I recently asked several economists and energy experts if there was any truth to the claim that the Obama administration's drilling policies are responsible for the recent surge in gas prices. Not a single expert I consulted said that the claim is valid, including those aligned with the oil industry. Here's a sample of the responses I received:
- "Absolutely No Merit To This Viewpoint Whatsoever." Chris Lafakis, economist at Moody's Analytics and expert in energy markets, said: "I received your question about whether or not federal drilling policies are responsible for the current rise in gas prices. There is absolutely no merit to this viewpoint whatsoever. Near-term fluctuations in gasoline prices are determined by two primary factors: crude oil prices and seasonality. Since the deepwater drilling delay applies only to exploration and production, it would take years, maybe a decade to get any amount of crude oil out of the ground and into our gas tanks. In the meantime, global crude oil supply is exactly the same as it would have been if the government were giving away permits like candy."

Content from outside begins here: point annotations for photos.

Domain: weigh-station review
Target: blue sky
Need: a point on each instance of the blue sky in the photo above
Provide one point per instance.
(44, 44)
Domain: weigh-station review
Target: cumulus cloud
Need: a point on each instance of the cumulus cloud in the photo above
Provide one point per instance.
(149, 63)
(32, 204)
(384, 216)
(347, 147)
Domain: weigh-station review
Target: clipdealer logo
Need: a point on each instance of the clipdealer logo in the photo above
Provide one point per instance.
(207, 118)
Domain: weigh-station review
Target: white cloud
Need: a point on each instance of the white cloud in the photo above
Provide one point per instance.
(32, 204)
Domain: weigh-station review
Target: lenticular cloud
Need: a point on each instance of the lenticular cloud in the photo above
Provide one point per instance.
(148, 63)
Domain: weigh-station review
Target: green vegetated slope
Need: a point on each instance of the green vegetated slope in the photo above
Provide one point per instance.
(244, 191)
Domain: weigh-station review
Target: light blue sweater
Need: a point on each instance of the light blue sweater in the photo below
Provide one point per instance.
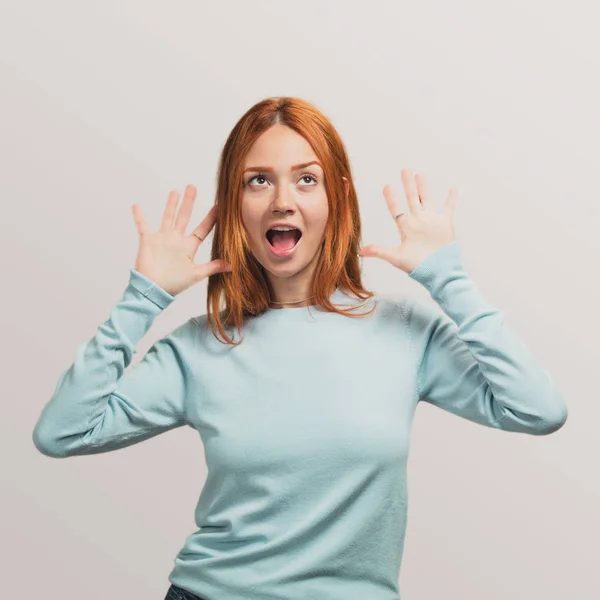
(305, 425)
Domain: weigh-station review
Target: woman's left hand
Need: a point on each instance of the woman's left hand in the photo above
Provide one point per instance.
(422, 229)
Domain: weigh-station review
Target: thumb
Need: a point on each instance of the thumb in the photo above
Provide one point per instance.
(212, 268)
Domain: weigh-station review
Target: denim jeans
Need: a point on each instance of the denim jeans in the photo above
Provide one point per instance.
(177, 593)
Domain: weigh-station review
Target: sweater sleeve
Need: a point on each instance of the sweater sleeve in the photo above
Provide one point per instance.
(469, 361)
(97, 406)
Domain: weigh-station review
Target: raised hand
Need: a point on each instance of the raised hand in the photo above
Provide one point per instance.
(167, 256)
(422, 229)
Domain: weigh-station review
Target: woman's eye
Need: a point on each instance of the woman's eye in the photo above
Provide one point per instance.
(262, 177)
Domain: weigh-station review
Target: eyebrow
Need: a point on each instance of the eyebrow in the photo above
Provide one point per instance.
(292, 168)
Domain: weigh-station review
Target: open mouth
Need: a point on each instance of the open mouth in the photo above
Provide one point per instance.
(283, 241)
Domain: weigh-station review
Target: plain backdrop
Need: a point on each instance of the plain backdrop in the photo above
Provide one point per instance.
(107, 104)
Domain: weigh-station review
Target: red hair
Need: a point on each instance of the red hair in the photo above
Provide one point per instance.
(245, 288)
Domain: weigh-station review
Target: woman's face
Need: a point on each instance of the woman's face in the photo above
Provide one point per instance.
(276, 190)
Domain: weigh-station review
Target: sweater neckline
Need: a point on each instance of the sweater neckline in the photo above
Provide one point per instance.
(340, 298)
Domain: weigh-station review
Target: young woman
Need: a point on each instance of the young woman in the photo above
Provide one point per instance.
(301, 384)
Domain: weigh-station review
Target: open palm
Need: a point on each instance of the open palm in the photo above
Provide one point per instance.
(422, 229)
(166, 256)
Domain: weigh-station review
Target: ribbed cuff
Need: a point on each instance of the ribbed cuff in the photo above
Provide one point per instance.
(150, 289)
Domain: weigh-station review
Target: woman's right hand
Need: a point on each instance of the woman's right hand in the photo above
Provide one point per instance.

- "It's Not Credible To Blame The Obama Administration's Drilling Policies For Today's High Prices." Michael Canes, research fellow at the Logistics Management Institute and former chief economist of the American Petroleum Institute disagrees with Obama's drilling policies. Still, he said: "It's not credible to blame the Obama Administration's drilling policies for today's high prices because of the relative scales involved." He further stated that "world oil prices are determined in a market of around 85 million barrels per day of production and consumption, while the consequences of domestic drilling, particularly in the Gulf, likely would be more in the range of several hundred thousand to one million barrels per day, and most of that production would not occur for a number of years."
- "Gasoline Prices At The Pump Would Be Higher Either Way." Lou Crandall, chief economist of Wrightson ICAP LLC said: "Higher oil prices today are a global phenomenon, and the additional supply from increased drilling by the U.S. would not alter the global balance of supply and demand greatly. Gasoline prices at the pump would be higher either way. The only difference is that a somewhat larger share of the revenue would accrue to domestic interests (governmental and private) rather than to foreign suppliers."

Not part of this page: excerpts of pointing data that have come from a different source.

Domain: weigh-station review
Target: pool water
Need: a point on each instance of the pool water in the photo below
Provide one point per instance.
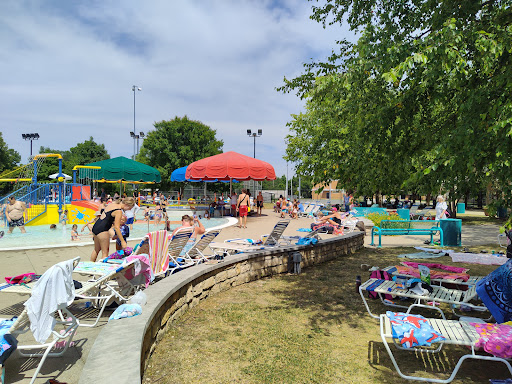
(39, 236)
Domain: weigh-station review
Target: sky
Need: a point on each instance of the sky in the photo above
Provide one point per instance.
(68, 68)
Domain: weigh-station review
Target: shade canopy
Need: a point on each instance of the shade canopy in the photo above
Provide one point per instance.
(230, 165)
(179, 176)
(122, 168)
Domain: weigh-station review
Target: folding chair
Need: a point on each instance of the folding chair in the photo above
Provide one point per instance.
(455, 333)
(196, 252)
(177, 261)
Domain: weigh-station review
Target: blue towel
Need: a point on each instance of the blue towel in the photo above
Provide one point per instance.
(495, 290)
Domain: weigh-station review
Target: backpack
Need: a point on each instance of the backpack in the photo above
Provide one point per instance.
(382, 275)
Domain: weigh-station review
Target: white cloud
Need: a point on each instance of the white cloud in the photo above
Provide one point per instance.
(69, 67)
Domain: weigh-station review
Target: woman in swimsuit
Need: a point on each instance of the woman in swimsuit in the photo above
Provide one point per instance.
(110, 217)
(243, 207)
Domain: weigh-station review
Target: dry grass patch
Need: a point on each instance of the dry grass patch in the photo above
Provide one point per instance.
(310, 328)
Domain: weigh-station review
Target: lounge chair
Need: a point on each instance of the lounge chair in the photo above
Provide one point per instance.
(439, 294)
(196, 252)
(64, 337)
(177, 261)
(455, 333)
(392, 270)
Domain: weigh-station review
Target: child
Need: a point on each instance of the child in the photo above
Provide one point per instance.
(63, 219)
(74, 233)
(125, 232)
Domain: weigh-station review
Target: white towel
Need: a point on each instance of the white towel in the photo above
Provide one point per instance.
(53, 289)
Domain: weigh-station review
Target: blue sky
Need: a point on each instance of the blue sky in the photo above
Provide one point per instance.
(68, 68)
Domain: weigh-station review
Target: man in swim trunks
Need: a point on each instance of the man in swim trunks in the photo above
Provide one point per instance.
(14, 211)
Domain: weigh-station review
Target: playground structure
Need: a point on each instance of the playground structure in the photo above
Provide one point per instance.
(46, 201)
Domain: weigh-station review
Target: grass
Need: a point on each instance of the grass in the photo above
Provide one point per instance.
(310, 328)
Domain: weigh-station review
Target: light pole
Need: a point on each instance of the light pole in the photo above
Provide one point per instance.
(31, 137)
(254, 135)
(133, 134)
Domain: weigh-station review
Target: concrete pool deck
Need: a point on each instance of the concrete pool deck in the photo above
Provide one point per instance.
(68, 368)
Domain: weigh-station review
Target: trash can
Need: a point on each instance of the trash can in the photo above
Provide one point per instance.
(452, 231)
(403, 213)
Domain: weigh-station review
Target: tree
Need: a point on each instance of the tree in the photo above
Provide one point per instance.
(83, 153)
(421, 102)
(177, 143)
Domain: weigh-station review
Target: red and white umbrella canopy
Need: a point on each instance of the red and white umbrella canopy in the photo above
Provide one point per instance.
(230, 165)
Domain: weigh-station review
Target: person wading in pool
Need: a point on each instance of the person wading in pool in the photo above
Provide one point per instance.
(110, 217)
(15, 210)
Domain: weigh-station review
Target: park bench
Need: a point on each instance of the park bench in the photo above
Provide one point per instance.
(408, 227)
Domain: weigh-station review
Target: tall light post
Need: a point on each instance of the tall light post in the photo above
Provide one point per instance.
(31, 137)
(133, 134)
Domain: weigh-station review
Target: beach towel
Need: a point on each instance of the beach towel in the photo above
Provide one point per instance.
(412, 330)
(54, 288)
(495, 339)
(141, 270)
(159, 251)
(421, 255)
(495, 290)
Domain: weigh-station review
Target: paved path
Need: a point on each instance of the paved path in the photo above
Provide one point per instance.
(67, 368)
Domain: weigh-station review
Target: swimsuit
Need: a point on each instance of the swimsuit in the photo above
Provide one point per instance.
(103, 225)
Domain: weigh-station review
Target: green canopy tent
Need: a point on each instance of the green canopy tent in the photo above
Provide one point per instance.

Most Americans don't have the time to fact-check the talking points they're bombarded with so we look to the news media to get to the truth, rather than just repeat what politicians say. Let's hope they're up to the task. Early indications are not good.
You won't believe who stepped up to fact-check Palin's claim that Obama's policies are to blame for the spike in gas prices. Fox News' very partisan financial analyst Stuart Varney explained this morning that "we would still have $4 gas no matter what we do in the Gulf because higher gas prices are the result of an expanding global economy and turmoil in the Middle East."